Un aspetto che ho ammirato moltissimo della narrazione è stato non soltanto la sua scorrevolezza e fluidità, ma il fatto che la storia fosse raccontata dalla parte di chi resta. Mi spiego: questo non è un romanzo sulla guerra, ma è un opera incentrata su chi resta, in questo caso a Torino. L'autrice a tal proposito ci ha letto un breve estratto dal suo libro: 

 La guerra era un animale feroce che aveva sempre fame: di uomini, animali, fucili, pallottole, divise, gavette, cibo. Le grandi fabbriche di Torino furono riconvertite alla produzione bellica, e quando gli uomini partirono per il fronte, le donne presero il loro posto. (p. 232)

Tra le domande del pubblico viene anche chiesto a Valeria Gallina cosa avesse scoperto di sé scrivendo il libro, e l'autrice ha risposto spiegando che le avevano fatto notare il diverso approccio nel rapporto madre-figlia e madre-figlio. Da questa analisi esterna è emerso che se nel binomio con il figlio, la madre è più protettiva, nel binomio con la figlia invece il rapporto è meno protettivo e molto più paritario. Le sue prime lettrici sono state le sue amiche, amiche che riporta anche nei ringraziamenti e che danno origine (inconsapevolmente) alla caratterizzazione di alcuni personaggi che ruotano attorno a Giulia. Questo perché dentro ogni singolo personaggio ci sono pezzi della scrittrice. È sempre bello vedere quando un pubblico è partecipe, soprattutto se attivamente, e con richiesta di domande e curiosità.
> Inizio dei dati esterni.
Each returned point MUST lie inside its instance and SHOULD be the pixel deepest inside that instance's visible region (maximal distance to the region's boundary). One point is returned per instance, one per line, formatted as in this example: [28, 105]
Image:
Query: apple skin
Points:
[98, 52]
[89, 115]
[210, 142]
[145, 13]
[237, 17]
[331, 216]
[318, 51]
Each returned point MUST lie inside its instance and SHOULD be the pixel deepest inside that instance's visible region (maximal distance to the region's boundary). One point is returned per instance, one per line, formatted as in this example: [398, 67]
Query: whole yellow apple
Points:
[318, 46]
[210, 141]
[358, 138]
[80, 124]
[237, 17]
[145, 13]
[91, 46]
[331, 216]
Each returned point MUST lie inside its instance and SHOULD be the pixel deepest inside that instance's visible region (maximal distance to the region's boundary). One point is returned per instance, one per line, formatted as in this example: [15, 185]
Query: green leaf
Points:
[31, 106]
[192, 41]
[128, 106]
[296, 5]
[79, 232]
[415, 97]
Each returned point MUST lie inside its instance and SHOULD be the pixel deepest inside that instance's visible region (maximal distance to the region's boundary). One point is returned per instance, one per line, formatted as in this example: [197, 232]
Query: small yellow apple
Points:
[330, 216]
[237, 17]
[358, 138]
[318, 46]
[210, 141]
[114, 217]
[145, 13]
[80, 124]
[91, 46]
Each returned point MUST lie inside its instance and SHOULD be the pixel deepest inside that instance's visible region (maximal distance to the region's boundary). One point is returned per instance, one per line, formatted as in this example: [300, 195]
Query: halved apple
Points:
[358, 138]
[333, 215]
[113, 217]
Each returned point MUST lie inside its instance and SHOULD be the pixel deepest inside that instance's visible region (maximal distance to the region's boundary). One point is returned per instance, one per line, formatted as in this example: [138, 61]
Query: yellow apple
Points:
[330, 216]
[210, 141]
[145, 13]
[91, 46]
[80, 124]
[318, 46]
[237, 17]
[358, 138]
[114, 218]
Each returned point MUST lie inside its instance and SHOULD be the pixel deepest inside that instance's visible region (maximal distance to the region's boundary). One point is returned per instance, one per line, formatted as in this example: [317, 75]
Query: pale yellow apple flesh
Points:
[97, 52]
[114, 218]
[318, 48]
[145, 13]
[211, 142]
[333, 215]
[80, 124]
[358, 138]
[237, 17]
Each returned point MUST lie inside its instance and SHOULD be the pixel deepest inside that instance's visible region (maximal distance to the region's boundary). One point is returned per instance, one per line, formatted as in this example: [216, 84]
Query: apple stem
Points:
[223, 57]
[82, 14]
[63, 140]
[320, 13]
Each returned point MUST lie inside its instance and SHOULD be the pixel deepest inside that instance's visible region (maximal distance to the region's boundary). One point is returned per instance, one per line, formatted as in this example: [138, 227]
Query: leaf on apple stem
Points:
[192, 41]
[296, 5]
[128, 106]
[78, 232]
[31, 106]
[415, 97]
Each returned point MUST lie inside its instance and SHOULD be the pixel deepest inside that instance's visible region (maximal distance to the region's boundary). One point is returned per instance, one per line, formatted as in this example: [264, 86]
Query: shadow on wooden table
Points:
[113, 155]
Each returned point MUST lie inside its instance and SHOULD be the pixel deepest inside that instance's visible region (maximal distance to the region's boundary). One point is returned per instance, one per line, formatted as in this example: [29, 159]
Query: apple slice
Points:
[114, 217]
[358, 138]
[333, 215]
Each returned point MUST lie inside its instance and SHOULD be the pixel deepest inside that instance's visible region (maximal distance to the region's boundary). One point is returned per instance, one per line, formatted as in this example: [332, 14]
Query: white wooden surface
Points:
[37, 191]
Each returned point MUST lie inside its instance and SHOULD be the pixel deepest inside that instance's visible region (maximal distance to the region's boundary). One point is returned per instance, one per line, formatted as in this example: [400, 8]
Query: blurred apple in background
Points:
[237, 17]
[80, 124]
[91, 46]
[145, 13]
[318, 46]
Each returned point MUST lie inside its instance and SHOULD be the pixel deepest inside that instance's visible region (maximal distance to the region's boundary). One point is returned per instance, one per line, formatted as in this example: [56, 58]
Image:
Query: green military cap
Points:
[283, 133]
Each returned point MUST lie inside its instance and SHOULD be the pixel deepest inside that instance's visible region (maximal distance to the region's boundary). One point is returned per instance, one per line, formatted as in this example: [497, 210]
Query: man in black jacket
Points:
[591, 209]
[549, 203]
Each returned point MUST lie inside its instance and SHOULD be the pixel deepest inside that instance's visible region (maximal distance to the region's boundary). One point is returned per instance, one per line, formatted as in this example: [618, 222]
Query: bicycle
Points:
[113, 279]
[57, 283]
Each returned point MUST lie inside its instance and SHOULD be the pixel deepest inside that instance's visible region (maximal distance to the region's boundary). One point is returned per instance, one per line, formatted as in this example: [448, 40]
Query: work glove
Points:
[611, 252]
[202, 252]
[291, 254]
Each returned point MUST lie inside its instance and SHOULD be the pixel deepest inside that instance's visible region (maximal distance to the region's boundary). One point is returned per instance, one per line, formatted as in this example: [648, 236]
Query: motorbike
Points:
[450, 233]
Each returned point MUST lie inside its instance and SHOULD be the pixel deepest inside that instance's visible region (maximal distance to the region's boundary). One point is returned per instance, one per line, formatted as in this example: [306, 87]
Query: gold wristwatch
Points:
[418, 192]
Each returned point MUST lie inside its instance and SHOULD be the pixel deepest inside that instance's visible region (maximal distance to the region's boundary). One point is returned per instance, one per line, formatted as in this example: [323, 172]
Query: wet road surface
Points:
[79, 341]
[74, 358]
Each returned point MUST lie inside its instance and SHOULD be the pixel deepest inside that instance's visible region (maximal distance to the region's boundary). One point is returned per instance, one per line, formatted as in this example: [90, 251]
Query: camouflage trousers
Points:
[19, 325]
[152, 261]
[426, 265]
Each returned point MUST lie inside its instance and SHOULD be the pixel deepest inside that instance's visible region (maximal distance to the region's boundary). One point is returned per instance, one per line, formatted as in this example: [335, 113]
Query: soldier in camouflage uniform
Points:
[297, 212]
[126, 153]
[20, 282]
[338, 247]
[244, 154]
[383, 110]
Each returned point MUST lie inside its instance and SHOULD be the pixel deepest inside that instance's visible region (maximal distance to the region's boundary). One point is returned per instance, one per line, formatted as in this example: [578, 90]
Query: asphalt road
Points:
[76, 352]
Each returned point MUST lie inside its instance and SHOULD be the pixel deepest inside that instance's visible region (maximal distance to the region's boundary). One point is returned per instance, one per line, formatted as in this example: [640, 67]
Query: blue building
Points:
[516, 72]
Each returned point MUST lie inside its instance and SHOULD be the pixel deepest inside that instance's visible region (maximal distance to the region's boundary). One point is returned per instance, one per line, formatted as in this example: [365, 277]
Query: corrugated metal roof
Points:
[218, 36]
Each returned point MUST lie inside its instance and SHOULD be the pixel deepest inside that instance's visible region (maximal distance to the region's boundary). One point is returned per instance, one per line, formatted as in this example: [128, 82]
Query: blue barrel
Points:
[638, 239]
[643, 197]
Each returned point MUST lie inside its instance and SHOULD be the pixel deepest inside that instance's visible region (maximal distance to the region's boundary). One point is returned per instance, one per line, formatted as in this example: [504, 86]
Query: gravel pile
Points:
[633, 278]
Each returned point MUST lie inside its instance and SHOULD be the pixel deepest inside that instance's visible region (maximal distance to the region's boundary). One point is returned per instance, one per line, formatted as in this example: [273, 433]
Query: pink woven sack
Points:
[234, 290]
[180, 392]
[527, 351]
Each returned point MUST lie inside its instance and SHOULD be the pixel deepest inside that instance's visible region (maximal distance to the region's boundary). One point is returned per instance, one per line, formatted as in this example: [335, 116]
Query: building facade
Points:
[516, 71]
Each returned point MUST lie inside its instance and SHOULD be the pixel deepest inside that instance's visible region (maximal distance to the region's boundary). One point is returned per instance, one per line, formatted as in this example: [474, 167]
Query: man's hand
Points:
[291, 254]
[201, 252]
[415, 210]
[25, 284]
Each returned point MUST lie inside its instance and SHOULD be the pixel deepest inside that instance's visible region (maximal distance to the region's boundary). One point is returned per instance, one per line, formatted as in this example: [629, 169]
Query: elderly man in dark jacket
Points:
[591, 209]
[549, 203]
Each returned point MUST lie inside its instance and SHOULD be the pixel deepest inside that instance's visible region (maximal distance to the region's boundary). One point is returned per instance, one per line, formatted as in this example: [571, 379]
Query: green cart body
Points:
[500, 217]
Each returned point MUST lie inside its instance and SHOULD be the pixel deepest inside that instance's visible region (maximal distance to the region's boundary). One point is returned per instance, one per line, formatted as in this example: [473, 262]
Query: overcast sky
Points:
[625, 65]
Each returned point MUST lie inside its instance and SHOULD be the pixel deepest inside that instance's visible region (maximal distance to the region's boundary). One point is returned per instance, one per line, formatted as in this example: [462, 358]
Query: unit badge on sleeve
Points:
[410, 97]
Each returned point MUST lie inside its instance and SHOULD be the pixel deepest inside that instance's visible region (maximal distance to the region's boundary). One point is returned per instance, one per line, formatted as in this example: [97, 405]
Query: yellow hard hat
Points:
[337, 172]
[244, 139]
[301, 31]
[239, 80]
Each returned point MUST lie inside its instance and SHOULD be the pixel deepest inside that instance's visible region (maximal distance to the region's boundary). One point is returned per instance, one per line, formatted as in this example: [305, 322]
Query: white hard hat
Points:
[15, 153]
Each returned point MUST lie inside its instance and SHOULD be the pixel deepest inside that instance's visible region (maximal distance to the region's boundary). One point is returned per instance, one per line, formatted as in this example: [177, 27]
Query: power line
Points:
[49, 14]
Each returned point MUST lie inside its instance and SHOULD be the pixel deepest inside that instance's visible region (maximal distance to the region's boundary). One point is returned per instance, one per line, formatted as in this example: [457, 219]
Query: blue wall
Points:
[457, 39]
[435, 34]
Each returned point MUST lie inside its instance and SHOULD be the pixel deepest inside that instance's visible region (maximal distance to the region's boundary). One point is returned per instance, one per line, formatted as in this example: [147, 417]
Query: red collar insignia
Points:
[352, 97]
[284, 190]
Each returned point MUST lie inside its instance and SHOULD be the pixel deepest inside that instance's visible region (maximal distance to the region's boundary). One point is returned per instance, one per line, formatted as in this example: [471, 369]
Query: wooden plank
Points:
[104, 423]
Al termine dell'evento, dopo il firmacopie, l'autrice mi ha anche concesso un'intervista esclusiva. 
Di seguito l'intervista:


Nel romanzo si intrecciano storie famigliari con eventi sociali e globali come la guerra. Qual è stata la tua strategia narrativa per integrare questi due livelli e quali difficoltà hai integrato?

«Conoscere bene i caratteri dei protagonisti mi ha permesso di raccontare prima la loro storia e poi inserirla nel contesto, anche perché i personaggi devono essere in linea con l'ambiente da cui provengono. La storia infatti è per lo più ambientata nel quartiere di Borgo Po e circondario, pertanto era necessario che i personaggi fossero credibili anche nella loro area».

Quale messaggio vuoi trasmettere ai lettori? Cosa speri che resti con chi chiude il libro, in termini emotivi?

«La cosa che sicuramente vorrei che provassero è il piacere stesso di leggerlo e di conseguenza vorrei che si divertissero nel leggerlo».

Pensi che questo momento specifico dell'editoria in cui c'è una predominanza di storie di generazioni femminili, ti abbia dato una maggiore possibilità di successo rispetto anche solo dieci anni fa? Pensi che sarebbe stato meno apprezzato?

«Penso che essendo un romanzo corale, fatto di voci sia maschili che femminili non lo si possa definire un romanzo di e per sole donne, ma sicuramente questo specifico periodo potrebbe essere più favorevole».